The tribunal, is due to resume in London next week, but it will be the middle of next year at the earliest before Lord Saville is due to complete his report.
Search for justice
Last year, Northern Ireland Office minister Des Browne said the total cost of the inquiry could be more than £126m.
Mickey McKinney, 51, whose brother William was one of those killed said: "Once this tribunal begins getting at the truth - and I think it is getting at some of it - the only battering ram the critics have is the costs.
"I'm astonished he should make those remarks.
"He obviously doesn't understand the relatives' feelings and how much it matters to them in determining the truth and our request for a declaration of innocence for all our people."
SDLP policing spokesman Alex Attwood questioned the chief constable's judgement.

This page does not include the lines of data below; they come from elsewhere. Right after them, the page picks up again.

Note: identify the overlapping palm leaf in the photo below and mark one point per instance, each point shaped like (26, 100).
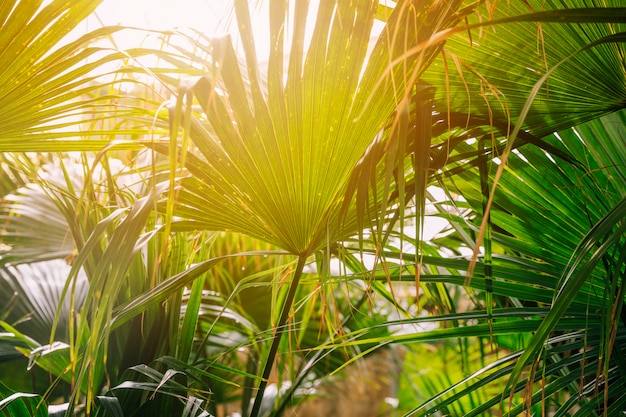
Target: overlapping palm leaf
(276, 158)
(558, 252)
(492, 70)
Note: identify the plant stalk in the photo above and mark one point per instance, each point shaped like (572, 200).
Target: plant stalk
(280, 328)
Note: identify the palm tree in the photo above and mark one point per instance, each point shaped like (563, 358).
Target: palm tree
(321, 156)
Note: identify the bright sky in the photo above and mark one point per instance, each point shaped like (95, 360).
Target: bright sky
(209, 16)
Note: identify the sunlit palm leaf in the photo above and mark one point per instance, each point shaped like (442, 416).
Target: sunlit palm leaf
(277, 159)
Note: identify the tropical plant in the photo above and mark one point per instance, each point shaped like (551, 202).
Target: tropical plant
(321, 155)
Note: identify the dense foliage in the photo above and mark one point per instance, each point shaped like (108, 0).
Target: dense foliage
(213, 232)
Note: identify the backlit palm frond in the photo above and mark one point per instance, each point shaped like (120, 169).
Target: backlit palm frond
(54, 84)
(277, 158)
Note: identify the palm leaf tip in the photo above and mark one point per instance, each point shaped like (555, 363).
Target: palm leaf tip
(280, 167)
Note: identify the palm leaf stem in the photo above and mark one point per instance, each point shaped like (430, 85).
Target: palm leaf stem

"There is a real concern that the tribunal will not expose the truth and that families and others will not be satisfied," he said.
"The truth however must prevail.
"It is important for all leaders in the north, including the chief constable to more fully acknowledge this requirement.
"Failure to do so is hurtful to families and unhelpful to creating a just society."
Sinn Fein chairperson Mitchel McLaughlin described Mr Orde's comments as a "complete red herring".
"The fact is that inquiries need not cost anything and the British Government must face up to the actions of its agents," he said.
Lord Saville of Newdigate and the commonwealth judges accompanying him on the Bloody Sunday inquiry began their work nearly four years ago.
They are not expected to report back until 2004.
The Bloody Sunday inquiry was established in 1998 by Prime Minister Tony Blair after a campaign by families of those killed and injured.
They felt that the Widgery Inquiry, held shortly after the shootings, did not find out the truth about what happened on Bloody Sunday.